Cool Now let us discuss O(n^2) dp method first OK

algo is plain

ll ans[n+1]={0};

for(i=0;i<n;i++)

{

for(j=0;j<i;j++)

{

if(a[j]<a[i])

{

ans[i]=max(a[i]+ans[j])

}

}

}

This is plain O(n^2) algo as you know well as it is travering all the case just a modified brute force

which we commonly call dp.

Now same problem can be solved in O(nlogn) time using a greedy strategy not dynamic strategy.

Just think we are on an element i thus what we want is that maximum element whose index in the pretraversed array that

<i and whose value is less than a[i].Just think of it how can you obtain in log(n) time it can be done with many known algos like binary search lower bound upperbound segment trees and ya set or map in c++

Now think of why I told previous statement to think of that

Let me describe a state i as at this position we will store the length of LONGEST INCREASING SUBSEQUENCE WHOSE LAST ELEMENT IS A[i]

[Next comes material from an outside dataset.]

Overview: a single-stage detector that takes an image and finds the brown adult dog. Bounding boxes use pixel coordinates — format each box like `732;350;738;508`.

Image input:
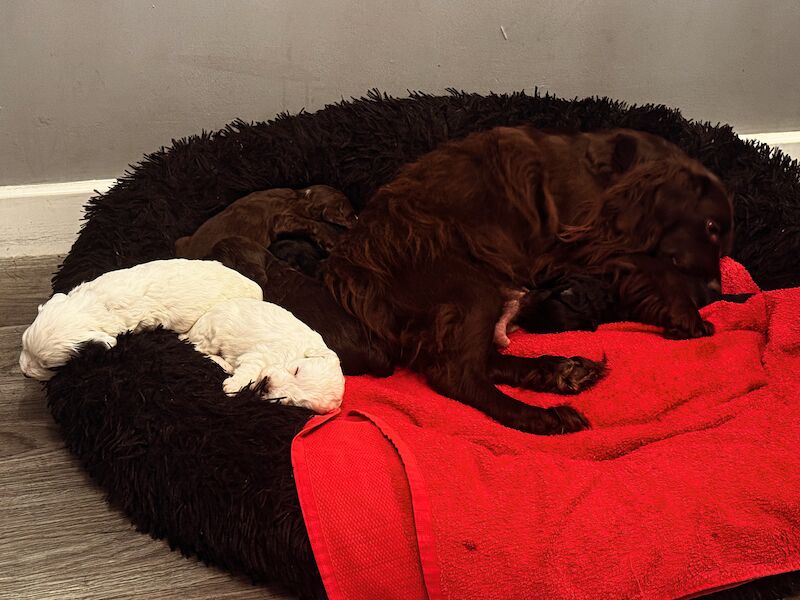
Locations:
325;127;732;434
175;185;356;258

If you can think of it that what I meant then coming statements will be easy for you to think of.

consider a set and a map

in set at present we will store the value at first index and Longest increasing subsequence ending at a[1] currently is 1

se.insert(a[1])//set

mp[a[1]]=1;//map

So now coool

and traverse whole array

and for each index i find out the maximum element present in the current set

which is less than a[i]

let us keep value of this element as val;

and update the LIS for mp[a[i]]=mp[val]+1//map look at this statement carefullly as it does many things.

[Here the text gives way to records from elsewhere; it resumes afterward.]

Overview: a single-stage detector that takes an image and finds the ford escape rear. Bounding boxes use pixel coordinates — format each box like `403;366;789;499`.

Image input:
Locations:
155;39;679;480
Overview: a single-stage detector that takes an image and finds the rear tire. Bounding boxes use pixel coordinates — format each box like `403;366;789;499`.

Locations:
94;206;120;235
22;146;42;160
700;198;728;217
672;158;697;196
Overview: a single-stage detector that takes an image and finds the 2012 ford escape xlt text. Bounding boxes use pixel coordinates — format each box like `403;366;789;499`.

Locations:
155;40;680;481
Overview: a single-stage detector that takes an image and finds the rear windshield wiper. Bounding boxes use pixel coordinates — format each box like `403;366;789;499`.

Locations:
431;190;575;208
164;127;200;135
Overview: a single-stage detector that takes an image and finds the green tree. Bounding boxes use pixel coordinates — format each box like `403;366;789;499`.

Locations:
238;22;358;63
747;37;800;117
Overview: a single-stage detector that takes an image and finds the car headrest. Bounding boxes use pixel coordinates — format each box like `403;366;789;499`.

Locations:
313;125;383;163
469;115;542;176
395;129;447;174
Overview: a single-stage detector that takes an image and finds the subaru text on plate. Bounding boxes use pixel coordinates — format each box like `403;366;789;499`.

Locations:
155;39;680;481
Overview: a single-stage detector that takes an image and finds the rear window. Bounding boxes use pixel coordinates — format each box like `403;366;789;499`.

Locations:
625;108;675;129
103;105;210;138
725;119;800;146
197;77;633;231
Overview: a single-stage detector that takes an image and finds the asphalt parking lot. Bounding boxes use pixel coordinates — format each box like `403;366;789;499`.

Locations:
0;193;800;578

and insert the current element a[i] inside the set

after full traversal from 2 to n we can find maximum LIS by keeping account of max(ans,mp[a[i]])

for all i from 1 to n; Cool

Proof:-

Now Question Arises that why we chose such (maximum val_)< a[i] for every a[i] from the set and updated in the map.

becuse if there exists another value <val then that value must be sure considered under val because initially the set was empty and when we

update mp[val] then we have already considered some value in the set which is less than value.

Hope this makes it clear1

If it is still unclear have a look at following example.

consider case as

5

2 1 4 3 5

for i=1;

so we updated first value in set

set contains value {2} and mp[2]=1(since LIS ending at 2 is 1)

for i=2;

we searched for maximum element less than a[2]=1 in set we got answer as Nill means there is no element less than 1 inside the set so mp[1] =1;

now set becomes {1,2}

for i=3 ;

we search for same thing for a[3]=4 we got value as 2 thus mp[4]=mp[2]+1; ===> mp[4]=2//hopes things are becoming clear yet.

now set becomes{1,2,4}

for i=4

we search for same thing for a[4]=3 we got value as 2(max value less than 3) thus mp[3]=mp[2]+1; ===> mp[3]=2//hopes things are becoming clear yet.

now set becomes{1,2,3,4}

for i=5

we search for same thing for a[5]=5 we got value as 4(max value less than 5) thus mp[5]=mp[4]+1; ===> mp[5]=2+1=3//hopes things are becoming clear yet.

now set becomes{1,2,3,4,5}

loop[ ends ] maximum value present in map is 3 thus LIS is 3.

*/